Juliana se levantó de la mesa y corrió hacia Lug, abrazándolo con fuerza.

—Estaba tan ansiosa por volver… y ahora me cuesta horrores despedirme— le murmuró ella con lágrimas en los ojos.

—Este no es un adiós para siempre, Juliana— la animó él—. Si Humberto encontró la forma de manipular el cristal de la cúpula, este es solo el comienzo de una relación entre mundos.

—¿Qué quieres decir?

—Que probablemente pueda ir a visitarlos— le sonrió Lug.

—¡Eso sería genial!— exclamó Augusto, que estaba conversando con Llewelyn del otro lado del comedor.

—¿Y yo también podría ir?— inquirió Llewelyn.

—Claro— aseguró Lug.

—No nos precipitemos tanto— intervino Humberto, que había estado estudiando unos diagramas en la mesa—. Una cosa es un viaje de ida al bosque de Walter, y otra muy distinta es convertir el lugar en una estación de tránsito.

—Entiendo— trató de calmar su entusiasmo Lug—, lo que digas, Humberto.

Humberto se lo quedó mirando: ¿Lug le estaba dando autoridad sobre los viajes con la cúpula?
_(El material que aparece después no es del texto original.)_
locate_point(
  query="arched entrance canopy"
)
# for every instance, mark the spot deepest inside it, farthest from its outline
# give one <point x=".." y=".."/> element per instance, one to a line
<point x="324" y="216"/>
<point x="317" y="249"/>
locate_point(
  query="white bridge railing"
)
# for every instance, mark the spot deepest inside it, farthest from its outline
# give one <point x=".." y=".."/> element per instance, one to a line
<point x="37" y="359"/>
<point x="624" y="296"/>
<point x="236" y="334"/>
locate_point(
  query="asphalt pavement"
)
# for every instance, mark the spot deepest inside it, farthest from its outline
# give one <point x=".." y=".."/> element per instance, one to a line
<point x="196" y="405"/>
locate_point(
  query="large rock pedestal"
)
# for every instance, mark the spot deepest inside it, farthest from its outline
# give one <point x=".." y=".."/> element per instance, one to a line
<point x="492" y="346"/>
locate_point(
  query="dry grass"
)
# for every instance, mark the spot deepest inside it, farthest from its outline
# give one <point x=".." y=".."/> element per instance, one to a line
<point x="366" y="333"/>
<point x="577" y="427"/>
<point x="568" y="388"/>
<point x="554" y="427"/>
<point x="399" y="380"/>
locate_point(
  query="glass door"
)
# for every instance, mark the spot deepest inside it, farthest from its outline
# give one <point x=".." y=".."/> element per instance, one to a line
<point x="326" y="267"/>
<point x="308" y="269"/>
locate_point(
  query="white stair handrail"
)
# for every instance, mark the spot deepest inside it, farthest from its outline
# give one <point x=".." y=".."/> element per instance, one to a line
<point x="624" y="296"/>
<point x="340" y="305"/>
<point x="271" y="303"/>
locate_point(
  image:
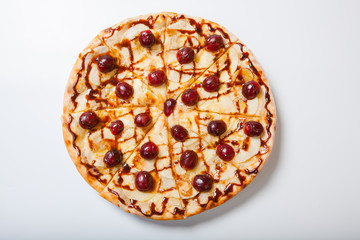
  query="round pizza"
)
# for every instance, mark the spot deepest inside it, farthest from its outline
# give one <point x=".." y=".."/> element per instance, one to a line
<point x="167" y="115"/>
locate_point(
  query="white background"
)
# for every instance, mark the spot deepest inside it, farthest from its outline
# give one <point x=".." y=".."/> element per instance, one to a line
<point x="309" y="188"/>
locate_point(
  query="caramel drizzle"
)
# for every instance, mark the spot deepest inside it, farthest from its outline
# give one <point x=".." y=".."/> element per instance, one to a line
<point x="91" y="96"/>
<point x="218" y="194"/>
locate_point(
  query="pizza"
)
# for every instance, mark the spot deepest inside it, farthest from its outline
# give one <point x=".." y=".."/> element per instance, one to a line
<point x="168" y="115"/>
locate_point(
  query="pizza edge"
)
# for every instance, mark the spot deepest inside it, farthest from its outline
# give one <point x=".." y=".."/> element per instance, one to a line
<point x="69" y="143"/>
<point x="68" y="138"/>
<point x="249" y="178"/>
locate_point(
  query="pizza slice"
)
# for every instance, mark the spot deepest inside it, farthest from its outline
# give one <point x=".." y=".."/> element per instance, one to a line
<point x="235" y="84"/>
<point x="191" y="45"/>
<point x="99" y="80"/>
<point x="138" y="44"/>
<point x="145" y="186"/>
<point x="213" y="158"/>
<point x="98" y="141"/>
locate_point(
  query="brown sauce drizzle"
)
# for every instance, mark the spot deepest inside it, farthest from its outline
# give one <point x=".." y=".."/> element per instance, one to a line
<point x="178" y="211"/>
<point x="152" y="209"/>
<point x="74" y="136"/>
<point x="94" y="172"/>
<point x="245" y="145"/>
<point x="267" y="96"/>
<point x="255" y="170"/>
<point x="117" y="195"/>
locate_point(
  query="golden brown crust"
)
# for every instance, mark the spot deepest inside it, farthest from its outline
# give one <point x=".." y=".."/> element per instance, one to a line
<point x="111" y="197"/>
<point x="271" y="105"/>
<point x="68" y="139"/>
<point x="73" y="78"/>
<point x="101" y="187"/>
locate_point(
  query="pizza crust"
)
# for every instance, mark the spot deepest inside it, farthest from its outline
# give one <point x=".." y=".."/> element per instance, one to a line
<point x="68" y="139"/>
<point x="185" y="210"/>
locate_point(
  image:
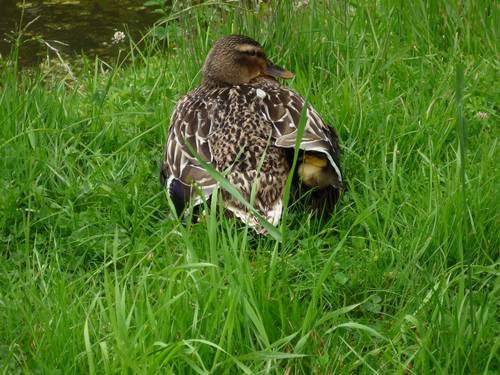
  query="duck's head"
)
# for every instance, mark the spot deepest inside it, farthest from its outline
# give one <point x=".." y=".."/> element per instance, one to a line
<point x="236" y="59"/>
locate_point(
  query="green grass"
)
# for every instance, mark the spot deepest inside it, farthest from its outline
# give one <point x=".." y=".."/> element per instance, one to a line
<point x="404" y="278"/>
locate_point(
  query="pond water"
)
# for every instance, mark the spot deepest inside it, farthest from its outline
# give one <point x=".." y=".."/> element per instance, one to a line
<point x="70" y="26"/>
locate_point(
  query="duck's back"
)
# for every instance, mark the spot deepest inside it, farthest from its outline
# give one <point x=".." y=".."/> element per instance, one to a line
<point x="243" y="131"/>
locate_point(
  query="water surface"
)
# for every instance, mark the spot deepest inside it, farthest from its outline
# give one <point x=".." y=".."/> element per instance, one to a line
<point x="71" y="26"/>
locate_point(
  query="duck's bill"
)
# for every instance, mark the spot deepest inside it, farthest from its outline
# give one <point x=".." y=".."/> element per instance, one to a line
<point x="278" y="72"/>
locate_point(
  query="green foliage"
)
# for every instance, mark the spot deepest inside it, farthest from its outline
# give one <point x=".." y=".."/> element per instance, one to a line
<point x="404" y="278"/>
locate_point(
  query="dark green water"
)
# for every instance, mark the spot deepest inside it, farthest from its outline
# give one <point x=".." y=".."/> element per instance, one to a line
<point x="71" y="26"/>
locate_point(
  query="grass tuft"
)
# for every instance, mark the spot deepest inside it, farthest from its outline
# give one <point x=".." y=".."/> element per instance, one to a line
<point x="404" y="278"/>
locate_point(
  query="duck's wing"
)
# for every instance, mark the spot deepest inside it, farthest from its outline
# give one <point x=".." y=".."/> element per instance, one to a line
<point x="283" y="107"/>
<point x="181" y="173"/>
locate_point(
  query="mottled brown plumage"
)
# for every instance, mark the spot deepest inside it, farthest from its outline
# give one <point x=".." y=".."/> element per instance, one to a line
<point x="239" y="120"/>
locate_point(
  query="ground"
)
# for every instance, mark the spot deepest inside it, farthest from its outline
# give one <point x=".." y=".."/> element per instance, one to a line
<point x="404" y="278"/>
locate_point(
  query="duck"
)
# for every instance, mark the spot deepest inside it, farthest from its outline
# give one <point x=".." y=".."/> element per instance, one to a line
<point x="244" y="123"/>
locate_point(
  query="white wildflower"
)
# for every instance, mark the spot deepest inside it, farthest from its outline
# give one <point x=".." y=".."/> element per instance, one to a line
<point x="118" y="37"/>
<point x="482" y="115"/>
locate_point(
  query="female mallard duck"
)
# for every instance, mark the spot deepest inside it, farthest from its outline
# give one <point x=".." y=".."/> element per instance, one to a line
<point x="244" y="123"/>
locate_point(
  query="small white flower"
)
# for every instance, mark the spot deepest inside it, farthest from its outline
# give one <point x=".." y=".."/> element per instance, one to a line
<point x="482" y="115"/>
<point x="118" y="37"/>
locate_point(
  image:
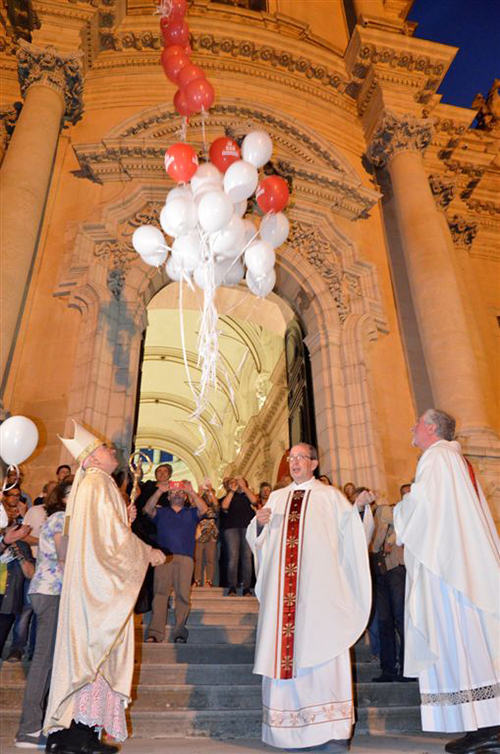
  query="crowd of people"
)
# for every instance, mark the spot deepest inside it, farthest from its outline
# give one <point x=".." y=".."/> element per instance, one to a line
<point x="350" y="563"/>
Un sentimiento que nunca había tenido lo invadió de pronto, por primera vez, era el depositario de la genuina confianza de otros.

—Bueno— se frotó las manos Lug—, ¿están listos?

—Sí— asintió Juliana—, solo estábamos esperándote a ti para que nos acompañaras hasta la cúpula.

—Será un honor— hizo una reverencia Lug.

Juliana rió y lo abrazó de nuevo.

Los cuatro partieron hacia la cúpula, junto con Dana. Llewelyn y Augusto iban más adelante, charlando y aprovechando sus últimos momentos juntos. Luego les seguían Dana y Humberto con un rollo de papel bajo el brazo con los diagramas para programar el cristal central. Más atrás iban Lug y Juliana del brazo.

—¿Cómo te fue con lo de tu madre?— le preguntó Juliana a Lug.

—Tan bien como era de esperarse.

—Lamento que ella no haya sido lo que esperabas, Lug.

—Yo también— respondió Lug un tanto sombrío—. Escribí unas cartas cuando venía de camino hacia aquí— dijo luego para cambiar de tema, y sacó las misivas lacradas, dándoselas a Juliana.

Ella leyó los nombres de los destinatarios: Walter, Nora, Mercuccio, Luigi, Allemandi y Bruno.

—Estas cartas serán un gran tesoro para ellos— sonrió Juliana.

—Diles que haré todo lo posible para poder ir a visitarlos algún día.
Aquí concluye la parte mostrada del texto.